= List of Cumbia Ninja episodes =

Cumbia Ninja is a Colombian supernatural, mystery-thriller television series created for Fox by Andrés Gelós and produced by Nelson Martínez and María Gowland. The series premiered on Fox on September 5, 2013, and the first season concluded on November 13, 2013. In January 2014, Fox renewed the series for a second season which aired from October 2, 2014. The series is produced by Fox Networks Group and Fox Telecolombia.

== Series overview ==

{| class="wikitable plainrowheaders" style="text-align:center;"

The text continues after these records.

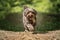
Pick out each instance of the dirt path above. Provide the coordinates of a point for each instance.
(8, 35)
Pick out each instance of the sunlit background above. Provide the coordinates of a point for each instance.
(48, 17)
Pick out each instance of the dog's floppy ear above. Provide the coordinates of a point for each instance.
(25, 7)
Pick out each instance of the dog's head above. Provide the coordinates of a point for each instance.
(29, 12)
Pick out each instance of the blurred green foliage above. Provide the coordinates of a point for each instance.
(11, 14)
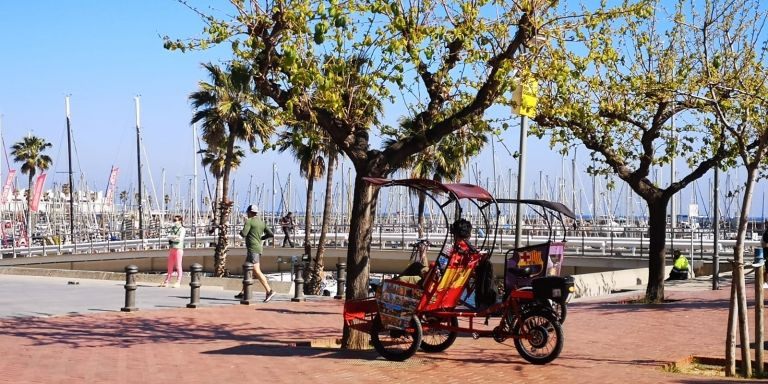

| Series |  | Episodes | Originally aired |  |
| Series premiere | Series finale |
|  | 1 | 13 | 5 September 2013 | 28 December 2013 |
|  | 2 | 16 | 2 October 2014 | 20 December 2014 |
|  | 3 | 16 | 29 October 2015 | 17 December 2015 |

== Episodes ==

=== Season 1 (2013) ===

| No. overall | No. in season | Title | Directed by | Written by | Original release date |
| 1 | 1 | "Ojos en la espalda" | Felipe Martínez | Andrés Gelós | September 5, 2013 |
In the neighborhood hill, Chico, the leader of the band "El Cruce" is killed, because he wanted to avoid selling drugs by the band "The 2200"; Juana simultaneously loses his entire family at the hands of gunmen and runs away from home under a new identity. On the death of Chico, it is now Hache who will take the place of his brother and Sungaku the dragon, guarded by Master Wu Xiang awake.
| 2 | 2 | "Somos niebla" | Felipe Martínez | Andrés Gelós, Natacha Caravia | September 12, 2013 |
While Hache faces the challenge of being the leader of a band, Joan has a unique opportunity: to return to the crime scene and avenge his family. But the La Colina and its dangers not stand idly, nor the mythological protector of Cumbia Ninja, who will leave his lair to defend them.
| 3 | 3 | "Luz de sombra" | Felipe Martínez | Andrés Gelós, Natacha Caravia | September 19, 2013 |
Hache lives, for the first time in the flesh, the power of his music to counter the drug violence in the neighborhood. At the same time Juana understands that to face the murderers of his family, you must put his soul at stake.
| 4 | 4 | "¿De qué lado de la pecera estás?" | Felipe Martínez | Andrés Gelós, Natacha Caravia | September 26, 2013 |
While the La Colina seems reborn thanks to the influence of Hache, Master Wu Xiang decides to risk his life and goes into the lair of the enemy.
| 5 | 5 | "Aire caliente" | Felipe Martínez | Andrés Gelós, Natacha Caravia | April 8, 2014 |
When everything seems to go smoothly, Hache commits a serious error that not only puts at stake the future of Cumbia Ninja, but also the confidence and love Nevis and the people of La Colina, had deposited their leader.